2. Celebrate what you have.
Beyond being thankful for what you have, find ways to celebrate it. All of it.
In December, 2007, Oprah Magazine published an amazing story by Peggy Orenstein. It traces not only the impact of the classic book, Mrs. Mike, on the author, but also her journey and ultimate meeting with its authors, Nancy and Benedict Freedman. If you click on that link and read the story, I hope one of your personal take-aways will be a promise to yourself to meet adversity as they have: When life served its ups, they celebrated; when it served the downs, they did the same.
3. To heck with the statistics.
Years ago, I stumbled upon a chart that showed the percentage of single mothers living beyond their means, depending on the number of children. It was a dreadful, depressing report, and I sank into hopelessness for a full two weeks. Then, one night, I had had enough. I looked up at the starry sky and declared an end to letting studies and statistics define my future (I really don’t believe the wiser statisticians ever meant to do that). Believe me or not, from that moment, everything changed. And regardless of ups and downs since then, I’ve held fiercely to my belief in a Statistic of One.
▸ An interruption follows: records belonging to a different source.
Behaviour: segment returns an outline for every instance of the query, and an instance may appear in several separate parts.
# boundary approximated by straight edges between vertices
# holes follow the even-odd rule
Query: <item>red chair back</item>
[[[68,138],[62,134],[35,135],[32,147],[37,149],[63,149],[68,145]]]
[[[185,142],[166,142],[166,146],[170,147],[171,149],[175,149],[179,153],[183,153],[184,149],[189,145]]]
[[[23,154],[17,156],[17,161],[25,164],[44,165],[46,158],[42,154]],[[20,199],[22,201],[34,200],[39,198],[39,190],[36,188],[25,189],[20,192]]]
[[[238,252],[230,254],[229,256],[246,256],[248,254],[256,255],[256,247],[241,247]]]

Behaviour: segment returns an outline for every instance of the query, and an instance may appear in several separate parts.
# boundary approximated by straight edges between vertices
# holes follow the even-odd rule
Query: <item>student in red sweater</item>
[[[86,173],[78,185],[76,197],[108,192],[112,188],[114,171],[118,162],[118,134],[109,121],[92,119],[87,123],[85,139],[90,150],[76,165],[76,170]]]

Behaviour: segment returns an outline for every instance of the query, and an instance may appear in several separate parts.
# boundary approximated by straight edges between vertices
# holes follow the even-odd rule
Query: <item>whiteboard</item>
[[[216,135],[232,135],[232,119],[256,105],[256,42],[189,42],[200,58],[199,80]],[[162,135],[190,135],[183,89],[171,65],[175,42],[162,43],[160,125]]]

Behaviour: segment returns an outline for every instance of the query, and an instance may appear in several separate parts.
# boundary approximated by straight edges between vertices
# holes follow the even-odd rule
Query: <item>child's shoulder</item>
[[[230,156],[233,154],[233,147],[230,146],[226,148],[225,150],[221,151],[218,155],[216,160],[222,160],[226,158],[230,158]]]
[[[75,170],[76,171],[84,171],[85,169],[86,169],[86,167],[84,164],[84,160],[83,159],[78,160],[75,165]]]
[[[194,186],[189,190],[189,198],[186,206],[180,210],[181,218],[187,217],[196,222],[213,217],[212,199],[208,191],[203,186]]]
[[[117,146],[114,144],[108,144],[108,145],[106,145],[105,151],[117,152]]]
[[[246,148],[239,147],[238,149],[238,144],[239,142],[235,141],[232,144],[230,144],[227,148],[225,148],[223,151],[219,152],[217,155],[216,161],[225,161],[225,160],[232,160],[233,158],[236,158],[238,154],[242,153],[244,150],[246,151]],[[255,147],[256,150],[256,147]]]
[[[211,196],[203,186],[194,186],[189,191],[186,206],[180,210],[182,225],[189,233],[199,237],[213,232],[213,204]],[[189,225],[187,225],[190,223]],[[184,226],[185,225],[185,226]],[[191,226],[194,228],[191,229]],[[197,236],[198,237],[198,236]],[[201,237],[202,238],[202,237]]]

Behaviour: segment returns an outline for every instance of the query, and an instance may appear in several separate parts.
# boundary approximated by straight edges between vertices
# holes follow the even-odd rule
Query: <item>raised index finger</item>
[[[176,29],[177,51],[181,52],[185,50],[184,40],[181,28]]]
The blows and changes to our economy are scary, disorienting and not yet over. We’ll have opportunities to learn things about ourselves—both individually and collectively, and to create meaning out of the chaos. As much as I still worry over too many little things, I remain an optimist. I have faith in my ability to cope, and reader, I have faith in you. You’re strong, you’re resourceful, your grace and dignity are profound, and whether or not you remember it, you have an amazing sense of humor.